Red Dog – Kartenspiel

Red Dog wird auch Acey Deucey oder In between genannt. Dieses Karten- Glückspiel wird in Spielbanken angeboten. Die Herkunft des Namens bleibt unbekannt, es entstand um 1900 in den USA. Es ist möglich, dass Red Dog der Name des Saloons war, in dem man es gespielt hat.

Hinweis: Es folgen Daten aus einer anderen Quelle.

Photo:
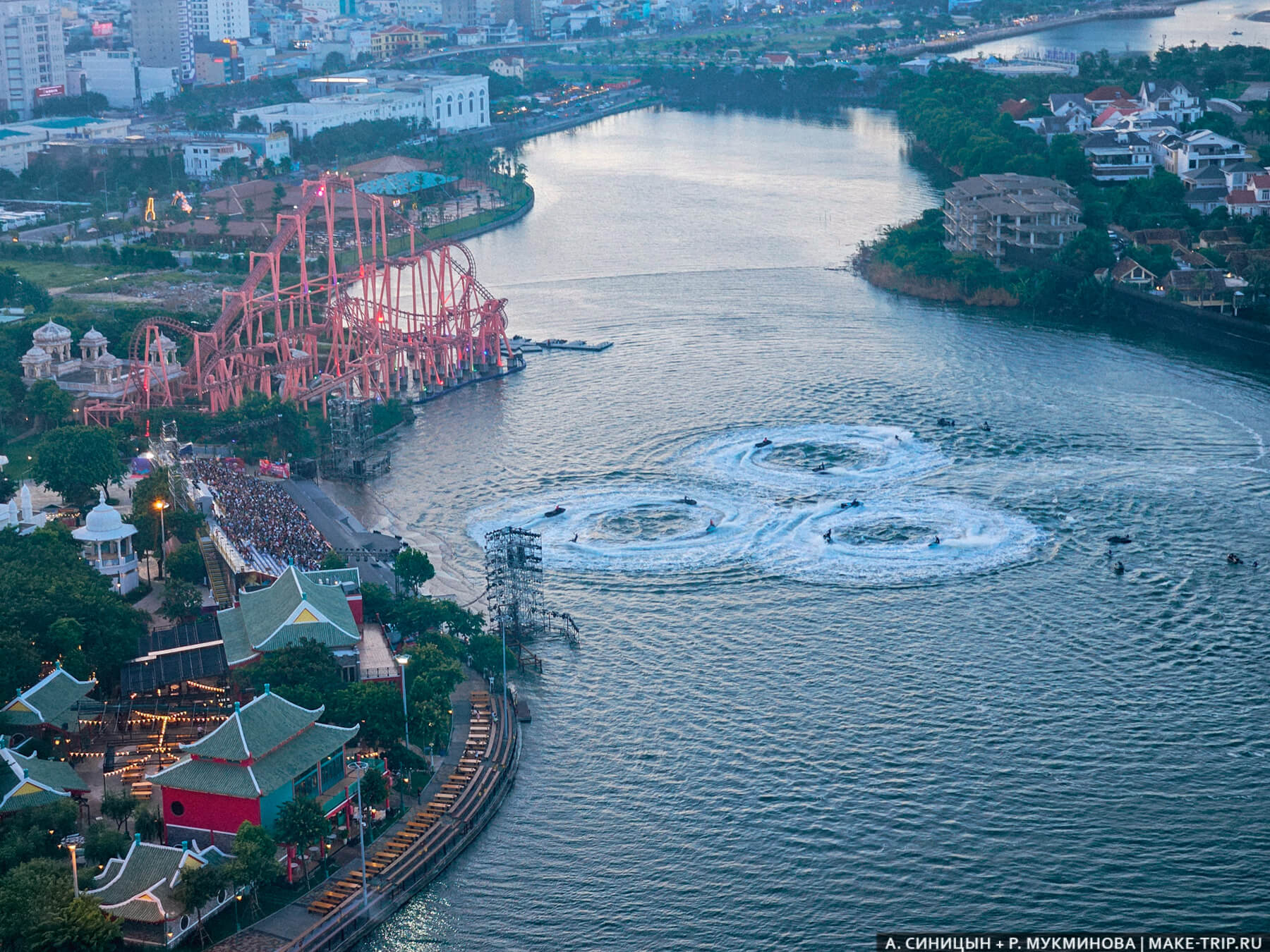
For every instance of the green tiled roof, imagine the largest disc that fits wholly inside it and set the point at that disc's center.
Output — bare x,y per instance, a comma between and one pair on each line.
255,729
291,759
282,738
263,615
52,700
322,633
150,869
238,647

Zum Spiel benötigt man 52 Blatt französischer Spielkarten, die vom Croupier zuerst gemischt werden, dann von einem der Spieler abgehoben und wieder vom Croupier in einen Kartenschlitten gelegt werden. Die Einsätze werden vor jedem Coup von den Pointeuren getätigt. Der Croupier zieht danach zwei Karten ab und legt sie offen auf den Tisch. Gleichzeitig lässt er einen Abstand für den Fall, wenn eine dritte Karte in die Mitte gelegt wird. Das erfolgt, sobald die ersten beiden Karten ein Paar bilden. Derselbe Wert der dritten Karte bildet einen Drilling (engl.: three of a kind) bzw. ein Red Dog und bedeutet einen 11:1 Gewinn für die Spieler. Wenn diese dritte Karte aber einen anderen Wert hat, gilt das Spiel als unentschieden, ist also ein Tie.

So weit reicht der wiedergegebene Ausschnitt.